As befits a commando team inspired by a 49-year-old series of Hasbro toy soldiers, the G.I. Joes in "G.I. Joe: Retaliation" are a squad of government combat renegades so wholesome and upstanding that they make the A-Team look like unsavory street punks.
The squareness ends, though, with their one-dimensional personalities. When they go into attack-the-enemy mode, the action is video-game vicious and fast, with a raucously propulsive heavy metal soundtrack to set off every lightning-timed knife thrust and hail of bullets.
"Retaliation" is a 3-D sequel to 2009's "G.I. Joe: The Rise Of Cobra," and in its dehumanized and trivial way, it's a triumph of razor-sharp, hyper-violent style over formulaic substance.
We've seen these teams of U.S. government-approved military-jock "outsiders" plunge into combat many times before, in movies from "The Dirty Dozen" to "The Expendables." But Hollywood has now evolved to the point that it can deliver these thrills with maximum brute force and keep the impact so light that the result can still be looked at as a harmless diversion for 14-year-olds.
In "G.I. Joe: Retaliation," a collective of otherworldly invaders called Cobra has infiltrated the White House, kidnapping the president and replacing him with a look-alike double.
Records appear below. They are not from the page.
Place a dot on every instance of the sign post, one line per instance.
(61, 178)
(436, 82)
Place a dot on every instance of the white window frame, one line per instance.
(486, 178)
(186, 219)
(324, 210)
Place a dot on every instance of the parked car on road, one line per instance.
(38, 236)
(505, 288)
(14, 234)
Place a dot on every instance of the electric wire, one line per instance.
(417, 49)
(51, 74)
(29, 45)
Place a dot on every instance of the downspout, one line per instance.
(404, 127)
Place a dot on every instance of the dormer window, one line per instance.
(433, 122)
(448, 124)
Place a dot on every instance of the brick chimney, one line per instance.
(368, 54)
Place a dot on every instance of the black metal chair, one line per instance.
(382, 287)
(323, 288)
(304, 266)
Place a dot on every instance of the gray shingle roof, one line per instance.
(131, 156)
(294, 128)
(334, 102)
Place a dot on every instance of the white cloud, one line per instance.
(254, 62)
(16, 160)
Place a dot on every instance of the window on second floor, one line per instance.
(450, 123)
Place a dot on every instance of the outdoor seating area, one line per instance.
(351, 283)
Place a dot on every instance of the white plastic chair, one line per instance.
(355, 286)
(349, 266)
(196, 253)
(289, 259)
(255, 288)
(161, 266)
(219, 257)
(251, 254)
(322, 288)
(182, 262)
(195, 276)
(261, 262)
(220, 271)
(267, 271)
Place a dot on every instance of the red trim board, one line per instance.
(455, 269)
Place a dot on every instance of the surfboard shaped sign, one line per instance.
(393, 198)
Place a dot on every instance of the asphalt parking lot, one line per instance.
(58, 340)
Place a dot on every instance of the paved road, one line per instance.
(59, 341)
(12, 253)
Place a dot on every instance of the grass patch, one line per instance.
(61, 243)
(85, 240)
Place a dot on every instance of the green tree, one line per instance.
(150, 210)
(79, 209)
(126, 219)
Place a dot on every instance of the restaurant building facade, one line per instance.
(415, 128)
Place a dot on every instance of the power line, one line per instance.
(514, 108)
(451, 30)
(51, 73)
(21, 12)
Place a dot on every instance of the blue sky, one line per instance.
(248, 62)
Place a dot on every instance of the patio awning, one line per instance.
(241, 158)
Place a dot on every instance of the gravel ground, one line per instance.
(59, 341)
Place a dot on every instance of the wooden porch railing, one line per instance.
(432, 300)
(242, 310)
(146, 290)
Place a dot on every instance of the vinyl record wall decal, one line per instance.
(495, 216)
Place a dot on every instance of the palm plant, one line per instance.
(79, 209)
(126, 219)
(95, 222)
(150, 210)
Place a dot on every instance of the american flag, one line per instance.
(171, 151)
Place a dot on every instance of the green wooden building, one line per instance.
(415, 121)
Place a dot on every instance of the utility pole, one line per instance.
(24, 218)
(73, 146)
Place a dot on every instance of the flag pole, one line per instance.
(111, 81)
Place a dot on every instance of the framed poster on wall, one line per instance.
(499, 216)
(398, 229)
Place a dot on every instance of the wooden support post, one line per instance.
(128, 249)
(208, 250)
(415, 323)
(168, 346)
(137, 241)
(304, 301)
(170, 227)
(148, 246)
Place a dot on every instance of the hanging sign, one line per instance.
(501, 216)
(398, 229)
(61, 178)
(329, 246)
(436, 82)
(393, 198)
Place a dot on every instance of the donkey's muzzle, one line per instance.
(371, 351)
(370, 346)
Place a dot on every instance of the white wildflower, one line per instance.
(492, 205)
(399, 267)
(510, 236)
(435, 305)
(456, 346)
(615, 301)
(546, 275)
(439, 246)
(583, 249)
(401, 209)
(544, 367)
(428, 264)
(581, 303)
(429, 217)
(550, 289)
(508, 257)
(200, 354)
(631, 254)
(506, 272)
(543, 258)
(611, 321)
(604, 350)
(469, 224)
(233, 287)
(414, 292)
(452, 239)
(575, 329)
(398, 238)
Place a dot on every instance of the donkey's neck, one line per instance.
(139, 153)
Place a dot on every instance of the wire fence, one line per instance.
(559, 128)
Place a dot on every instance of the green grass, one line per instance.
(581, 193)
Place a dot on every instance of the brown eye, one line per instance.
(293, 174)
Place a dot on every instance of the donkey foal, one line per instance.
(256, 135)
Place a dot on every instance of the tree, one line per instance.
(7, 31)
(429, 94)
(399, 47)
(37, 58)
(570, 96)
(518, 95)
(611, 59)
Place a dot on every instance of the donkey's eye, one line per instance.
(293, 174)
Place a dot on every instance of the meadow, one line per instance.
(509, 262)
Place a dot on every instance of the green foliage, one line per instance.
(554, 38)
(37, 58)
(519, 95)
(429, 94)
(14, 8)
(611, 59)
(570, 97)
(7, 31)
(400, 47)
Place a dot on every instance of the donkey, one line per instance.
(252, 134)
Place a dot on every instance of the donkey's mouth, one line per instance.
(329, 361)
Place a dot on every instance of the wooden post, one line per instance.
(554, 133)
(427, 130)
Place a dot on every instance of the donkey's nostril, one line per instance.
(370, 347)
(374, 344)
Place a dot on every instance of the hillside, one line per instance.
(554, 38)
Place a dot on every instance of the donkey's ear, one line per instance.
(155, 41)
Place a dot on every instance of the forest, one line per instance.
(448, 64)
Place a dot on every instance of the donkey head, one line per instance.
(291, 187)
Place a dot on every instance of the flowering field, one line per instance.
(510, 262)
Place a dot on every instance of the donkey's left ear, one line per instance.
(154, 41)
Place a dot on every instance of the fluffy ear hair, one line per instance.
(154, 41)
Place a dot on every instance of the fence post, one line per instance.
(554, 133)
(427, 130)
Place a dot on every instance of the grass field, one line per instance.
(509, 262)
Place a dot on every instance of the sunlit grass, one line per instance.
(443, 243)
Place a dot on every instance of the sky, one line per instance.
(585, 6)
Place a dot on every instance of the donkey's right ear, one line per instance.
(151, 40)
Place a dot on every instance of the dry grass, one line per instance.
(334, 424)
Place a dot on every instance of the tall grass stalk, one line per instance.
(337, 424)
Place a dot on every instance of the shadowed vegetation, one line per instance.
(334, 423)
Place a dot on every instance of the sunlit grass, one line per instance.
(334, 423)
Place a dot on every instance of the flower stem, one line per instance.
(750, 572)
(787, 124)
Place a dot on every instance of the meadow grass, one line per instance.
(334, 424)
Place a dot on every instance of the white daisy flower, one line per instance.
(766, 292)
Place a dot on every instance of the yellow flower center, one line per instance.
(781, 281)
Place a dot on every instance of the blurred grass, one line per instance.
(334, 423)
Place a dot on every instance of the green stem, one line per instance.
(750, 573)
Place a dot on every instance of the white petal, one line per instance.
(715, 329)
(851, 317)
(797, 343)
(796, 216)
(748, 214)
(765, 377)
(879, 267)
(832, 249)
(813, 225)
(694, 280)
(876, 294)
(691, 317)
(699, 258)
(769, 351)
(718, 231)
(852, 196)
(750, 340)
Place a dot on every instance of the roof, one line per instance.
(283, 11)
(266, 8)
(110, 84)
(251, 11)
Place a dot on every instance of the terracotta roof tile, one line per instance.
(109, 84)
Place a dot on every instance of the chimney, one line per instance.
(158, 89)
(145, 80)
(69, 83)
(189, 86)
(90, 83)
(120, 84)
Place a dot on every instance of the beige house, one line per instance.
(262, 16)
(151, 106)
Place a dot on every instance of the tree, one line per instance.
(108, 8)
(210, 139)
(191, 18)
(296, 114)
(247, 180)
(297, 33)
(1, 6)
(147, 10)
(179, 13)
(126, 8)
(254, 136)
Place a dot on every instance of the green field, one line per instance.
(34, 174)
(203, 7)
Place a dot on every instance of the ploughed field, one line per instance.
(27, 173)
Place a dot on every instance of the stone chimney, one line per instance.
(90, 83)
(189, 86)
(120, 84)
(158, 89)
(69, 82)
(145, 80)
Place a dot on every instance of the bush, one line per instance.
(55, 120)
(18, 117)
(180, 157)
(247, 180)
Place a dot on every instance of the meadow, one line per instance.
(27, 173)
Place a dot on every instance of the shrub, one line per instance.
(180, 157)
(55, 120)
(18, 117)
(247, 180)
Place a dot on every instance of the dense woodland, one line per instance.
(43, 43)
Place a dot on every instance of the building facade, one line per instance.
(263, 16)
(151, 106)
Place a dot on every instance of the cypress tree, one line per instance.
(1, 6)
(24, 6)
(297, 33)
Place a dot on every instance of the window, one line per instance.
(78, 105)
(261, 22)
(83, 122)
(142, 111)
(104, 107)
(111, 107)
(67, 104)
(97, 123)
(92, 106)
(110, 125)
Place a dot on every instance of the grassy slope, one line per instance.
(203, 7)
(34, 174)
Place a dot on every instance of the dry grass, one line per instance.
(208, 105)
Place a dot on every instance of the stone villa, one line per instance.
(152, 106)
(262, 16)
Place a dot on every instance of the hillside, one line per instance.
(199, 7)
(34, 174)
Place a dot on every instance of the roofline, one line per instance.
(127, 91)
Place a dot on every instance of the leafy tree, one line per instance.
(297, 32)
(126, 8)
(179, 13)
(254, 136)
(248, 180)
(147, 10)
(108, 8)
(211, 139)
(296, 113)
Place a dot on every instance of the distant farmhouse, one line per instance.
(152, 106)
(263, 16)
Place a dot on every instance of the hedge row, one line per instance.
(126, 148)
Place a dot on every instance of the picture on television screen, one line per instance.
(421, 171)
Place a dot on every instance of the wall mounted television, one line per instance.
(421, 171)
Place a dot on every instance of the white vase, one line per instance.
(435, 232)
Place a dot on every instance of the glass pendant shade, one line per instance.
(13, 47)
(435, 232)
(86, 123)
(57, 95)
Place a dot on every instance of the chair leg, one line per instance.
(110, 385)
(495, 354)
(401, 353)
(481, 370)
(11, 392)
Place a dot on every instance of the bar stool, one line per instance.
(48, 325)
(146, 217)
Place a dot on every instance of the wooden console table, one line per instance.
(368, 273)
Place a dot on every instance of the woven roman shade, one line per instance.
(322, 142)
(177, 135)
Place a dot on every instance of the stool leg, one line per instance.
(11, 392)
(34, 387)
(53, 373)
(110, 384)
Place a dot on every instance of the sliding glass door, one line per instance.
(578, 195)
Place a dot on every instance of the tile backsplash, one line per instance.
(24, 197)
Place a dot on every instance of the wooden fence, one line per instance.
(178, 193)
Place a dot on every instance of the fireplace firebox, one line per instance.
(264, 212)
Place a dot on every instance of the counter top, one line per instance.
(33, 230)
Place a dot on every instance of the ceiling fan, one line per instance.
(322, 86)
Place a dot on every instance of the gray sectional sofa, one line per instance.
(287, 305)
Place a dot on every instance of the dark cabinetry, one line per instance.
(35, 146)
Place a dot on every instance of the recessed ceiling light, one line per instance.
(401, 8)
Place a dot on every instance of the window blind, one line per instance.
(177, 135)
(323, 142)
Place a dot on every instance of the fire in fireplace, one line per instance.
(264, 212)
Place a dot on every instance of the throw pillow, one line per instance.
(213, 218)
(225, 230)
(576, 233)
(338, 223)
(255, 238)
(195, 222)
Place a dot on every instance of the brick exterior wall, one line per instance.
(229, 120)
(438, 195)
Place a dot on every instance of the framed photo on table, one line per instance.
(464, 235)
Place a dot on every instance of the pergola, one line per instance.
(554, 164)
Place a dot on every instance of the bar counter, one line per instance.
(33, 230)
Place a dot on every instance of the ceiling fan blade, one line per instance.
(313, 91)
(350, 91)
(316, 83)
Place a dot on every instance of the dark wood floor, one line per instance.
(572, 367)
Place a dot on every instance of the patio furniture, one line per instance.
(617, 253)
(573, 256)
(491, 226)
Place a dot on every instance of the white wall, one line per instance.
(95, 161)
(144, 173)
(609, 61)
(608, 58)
Both are played by Jonathan Pryce, who gives a deviously fun bad-guy performance as the fake president. He orders the Joes to be wiped out, and the plan almost works.
But three of the Joes survive. They're led by Dwayne Johnson with a shaved head, tattooed biceps the size of canned hams, and his usual Obama-on-steroids blunt-spoken affability.
"Retaliation" was directed by Jon M. Chu, who made two of the "Step Up" dance films, and he brings a high choreographic snap to much of the movie, especially during a martial-arts battle set on a vertical stone cliff. I also liked the little electronic fireflies that erupt into fireballs, and a nuclear countdown that's much more tense (not to mention funnier) than the one in "Olympus Has Fallen."
I don't want to make "G.I. Joe: Retaliation" sound good, exactly -- it's well-executed, technocratic action fluff. But it did leave me buzzed rather than drained.